Hot air over greenhouse gases
By
LORRIE GOLDSTEIN
Last Updated: 9th April 2009, 3:04am
Every time Canadian politicians tell you we can grow the economy while simultaneously reducing greenhouse gas emissions, remember this.
They are talking out of both sides of their mouths.
My favourite example was Ontario Premier Dalton McGuinty promising to reduce greenhouse gas emissions to fight global warming, while simultaneously boasting about using taxpayers' money to subsidize the production of GM's Camaro muscle car in Oshawa.
That's the intellectual equivalent of promoting clean air while sucking on a tail pipe.
The latest evidence greenhouse gas reductions and recession go hand in hand is that for the first time since it was created in January, 2005, Europe's cap-and-trade market, the Emissions Trading Scheme, has reported carbon dioxide emissions of major European industrial emitters dropped in 2008, just as the global recession hit.
Prior to that, despite the fact the purpose of cap-and-trade is to reduce emissions, they went UP in 2005, 2006 and 2007, logical considering that the European Union and its member states initially gave out (for free) more emission permits to industry than their actual emissions.
You see, the idea is to give out fewer permits (the "cap" in cap-and-trade), auction them (so companies don't ask for more than they need) and then use that money to further reduce emissions, none of which the EU did.
Believe it
If you're having trouble believing politicians could be that stupid (a) yes, they can (b) these are the same folks claiming they can "fix" the climate and (c) cap-and-trade is on its way to North America.
In Europe, even though companies got the permits for free, they passed along the costs to consumers as if they had paid for them.
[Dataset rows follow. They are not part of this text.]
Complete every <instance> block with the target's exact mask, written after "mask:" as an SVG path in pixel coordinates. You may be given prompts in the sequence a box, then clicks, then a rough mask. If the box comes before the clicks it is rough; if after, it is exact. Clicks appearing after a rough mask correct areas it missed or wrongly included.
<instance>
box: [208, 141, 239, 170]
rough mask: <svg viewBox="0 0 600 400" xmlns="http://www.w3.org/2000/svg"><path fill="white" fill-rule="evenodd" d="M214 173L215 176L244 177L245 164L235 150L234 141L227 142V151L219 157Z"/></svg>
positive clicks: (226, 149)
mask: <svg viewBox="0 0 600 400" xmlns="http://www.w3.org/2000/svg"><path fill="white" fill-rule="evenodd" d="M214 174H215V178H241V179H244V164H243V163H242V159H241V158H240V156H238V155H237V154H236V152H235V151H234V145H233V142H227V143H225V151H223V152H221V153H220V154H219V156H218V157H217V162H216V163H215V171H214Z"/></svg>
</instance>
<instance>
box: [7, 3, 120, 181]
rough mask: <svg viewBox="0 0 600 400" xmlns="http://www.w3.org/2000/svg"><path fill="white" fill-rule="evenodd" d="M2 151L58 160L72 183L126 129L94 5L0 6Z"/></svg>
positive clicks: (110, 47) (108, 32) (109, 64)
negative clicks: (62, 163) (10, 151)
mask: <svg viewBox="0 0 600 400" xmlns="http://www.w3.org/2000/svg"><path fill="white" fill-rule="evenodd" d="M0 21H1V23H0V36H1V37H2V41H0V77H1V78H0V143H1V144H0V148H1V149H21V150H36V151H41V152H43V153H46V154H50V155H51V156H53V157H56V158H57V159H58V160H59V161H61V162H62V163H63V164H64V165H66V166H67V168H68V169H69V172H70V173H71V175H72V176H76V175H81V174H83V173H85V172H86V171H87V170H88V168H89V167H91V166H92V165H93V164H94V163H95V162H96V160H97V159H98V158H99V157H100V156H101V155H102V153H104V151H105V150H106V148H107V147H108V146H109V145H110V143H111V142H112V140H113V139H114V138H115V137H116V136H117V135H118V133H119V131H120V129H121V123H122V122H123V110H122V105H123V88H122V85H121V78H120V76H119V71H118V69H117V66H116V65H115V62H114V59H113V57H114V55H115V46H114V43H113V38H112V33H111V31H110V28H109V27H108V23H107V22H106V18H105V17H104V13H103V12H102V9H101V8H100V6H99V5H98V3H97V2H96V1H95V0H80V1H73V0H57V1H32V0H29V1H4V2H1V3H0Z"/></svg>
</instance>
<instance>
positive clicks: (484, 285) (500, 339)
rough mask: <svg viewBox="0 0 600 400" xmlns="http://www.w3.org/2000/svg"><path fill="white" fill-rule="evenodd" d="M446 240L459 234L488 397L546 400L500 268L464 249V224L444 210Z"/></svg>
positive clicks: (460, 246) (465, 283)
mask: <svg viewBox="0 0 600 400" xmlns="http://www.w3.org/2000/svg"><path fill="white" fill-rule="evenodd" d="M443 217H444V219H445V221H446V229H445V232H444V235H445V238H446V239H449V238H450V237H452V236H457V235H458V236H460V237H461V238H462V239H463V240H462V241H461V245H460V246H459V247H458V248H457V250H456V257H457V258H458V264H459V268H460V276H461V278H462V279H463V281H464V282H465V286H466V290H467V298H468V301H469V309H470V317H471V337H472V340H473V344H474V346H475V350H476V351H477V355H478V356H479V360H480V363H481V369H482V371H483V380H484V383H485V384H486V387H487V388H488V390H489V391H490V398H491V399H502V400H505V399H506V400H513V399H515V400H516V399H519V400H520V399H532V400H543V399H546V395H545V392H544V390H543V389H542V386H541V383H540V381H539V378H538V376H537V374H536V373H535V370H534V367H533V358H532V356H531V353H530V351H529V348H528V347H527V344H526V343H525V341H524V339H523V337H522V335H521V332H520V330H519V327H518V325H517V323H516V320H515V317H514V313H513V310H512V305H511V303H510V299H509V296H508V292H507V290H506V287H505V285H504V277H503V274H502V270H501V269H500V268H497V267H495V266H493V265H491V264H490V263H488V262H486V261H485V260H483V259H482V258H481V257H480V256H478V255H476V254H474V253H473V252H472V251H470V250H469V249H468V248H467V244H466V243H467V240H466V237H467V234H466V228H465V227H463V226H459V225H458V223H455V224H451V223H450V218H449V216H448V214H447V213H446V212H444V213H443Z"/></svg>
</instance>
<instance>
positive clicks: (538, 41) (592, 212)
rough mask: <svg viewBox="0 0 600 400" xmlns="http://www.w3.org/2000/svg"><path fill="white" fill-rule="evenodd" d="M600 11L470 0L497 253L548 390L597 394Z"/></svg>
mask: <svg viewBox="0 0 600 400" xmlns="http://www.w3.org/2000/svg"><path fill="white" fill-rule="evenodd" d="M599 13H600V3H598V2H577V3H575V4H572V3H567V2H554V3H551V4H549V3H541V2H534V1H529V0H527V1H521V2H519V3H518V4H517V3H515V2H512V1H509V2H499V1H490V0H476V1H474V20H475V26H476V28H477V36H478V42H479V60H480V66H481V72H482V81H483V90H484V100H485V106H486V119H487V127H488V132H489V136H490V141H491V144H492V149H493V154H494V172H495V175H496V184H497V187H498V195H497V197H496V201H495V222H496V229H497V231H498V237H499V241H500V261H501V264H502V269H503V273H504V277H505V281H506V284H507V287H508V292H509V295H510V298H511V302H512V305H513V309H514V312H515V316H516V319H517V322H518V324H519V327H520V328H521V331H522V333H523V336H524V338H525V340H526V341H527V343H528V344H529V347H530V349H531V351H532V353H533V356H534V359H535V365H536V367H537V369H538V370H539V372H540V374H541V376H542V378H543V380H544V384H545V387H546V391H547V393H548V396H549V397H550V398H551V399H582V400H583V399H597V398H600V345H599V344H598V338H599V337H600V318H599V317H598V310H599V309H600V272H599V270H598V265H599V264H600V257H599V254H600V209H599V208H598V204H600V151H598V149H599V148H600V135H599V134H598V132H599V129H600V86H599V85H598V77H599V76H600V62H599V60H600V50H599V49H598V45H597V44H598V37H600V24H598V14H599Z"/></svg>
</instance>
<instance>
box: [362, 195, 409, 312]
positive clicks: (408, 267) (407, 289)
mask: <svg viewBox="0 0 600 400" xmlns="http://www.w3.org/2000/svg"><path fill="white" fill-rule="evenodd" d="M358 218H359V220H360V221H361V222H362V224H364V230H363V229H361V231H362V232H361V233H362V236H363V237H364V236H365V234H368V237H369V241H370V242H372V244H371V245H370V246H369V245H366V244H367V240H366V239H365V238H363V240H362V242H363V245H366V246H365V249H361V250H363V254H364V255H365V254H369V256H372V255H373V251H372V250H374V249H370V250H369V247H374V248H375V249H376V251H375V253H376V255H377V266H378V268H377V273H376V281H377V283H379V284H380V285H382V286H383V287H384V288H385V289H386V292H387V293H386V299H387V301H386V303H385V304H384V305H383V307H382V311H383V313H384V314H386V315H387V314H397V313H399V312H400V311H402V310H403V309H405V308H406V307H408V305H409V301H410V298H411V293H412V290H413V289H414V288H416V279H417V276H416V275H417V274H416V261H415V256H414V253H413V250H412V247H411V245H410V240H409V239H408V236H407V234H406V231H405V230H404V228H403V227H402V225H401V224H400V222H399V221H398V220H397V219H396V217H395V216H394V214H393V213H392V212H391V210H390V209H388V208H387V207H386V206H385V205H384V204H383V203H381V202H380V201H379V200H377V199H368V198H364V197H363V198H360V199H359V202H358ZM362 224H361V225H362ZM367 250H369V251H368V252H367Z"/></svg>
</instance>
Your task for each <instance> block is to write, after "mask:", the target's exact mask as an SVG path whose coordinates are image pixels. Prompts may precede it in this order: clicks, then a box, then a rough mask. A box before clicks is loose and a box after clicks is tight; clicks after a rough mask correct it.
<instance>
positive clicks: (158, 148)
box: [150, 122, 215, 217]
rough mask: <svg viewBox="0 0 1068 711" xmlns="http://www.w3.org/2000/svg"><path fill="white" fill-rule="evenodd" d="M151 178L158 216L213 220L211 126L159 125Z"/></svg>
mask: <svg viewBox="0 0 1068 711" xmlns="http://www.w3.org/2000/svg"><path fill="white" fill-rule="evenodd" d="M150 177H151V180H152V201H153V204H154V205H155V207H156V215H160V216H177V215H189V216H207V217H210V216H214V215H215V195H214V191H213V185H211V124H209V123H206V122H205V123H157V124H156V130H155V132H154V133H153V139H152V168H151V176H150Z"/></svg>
Guess what happened to electricity prices?
The link between lower emissions and recession goes back to the creation of the Kyoto accord, when its drafters retroactively and deliberately chose 1990 as the base year for reducing emissions.
That transformed Russia, an environmental disaster area whose support was needed to bring Kyoto into legal effect, into a global "leader" in reducing greenhouse gas emissions -- not because of anything it did, but because its economy collapsed post-1990, after the fall of communism and the Berlin Wall.
In other words, Russia became a "leader" in fighting global warming, with billions of dollars worth of "hot air" to sell to other nations, because its economy went into recession at the retroactively "right" moment chosen by Kyoto's drafters.
Such are the accounting tricks and shell games (carbon credits are another) on which Kyoto is built.
A recession is the only effective way we have to lower carbon dioxide emissions at present because we lack the technological ability to stop them from entering the atmosphere when we burn fossil fuels and renewable energy isn't at the technological stage where it can be a viable replacement.
Claims
That's why the things politicians claim will reduce emissions -- carbon taxes, cap-and-trade, carbon credits/offsets, don't.
What they really do is allow emissions, at ever-escalating prices, the theory being that when the price gets too high, people will be forced to use less fossil fuel energy.
Only thing is, the more you make people spend on energy, the less they have to spend on everything else, leading to more economic contraction, meaning fewer greenhouse gases.
Which is great -- if you like recessions. Otherwise, not so much.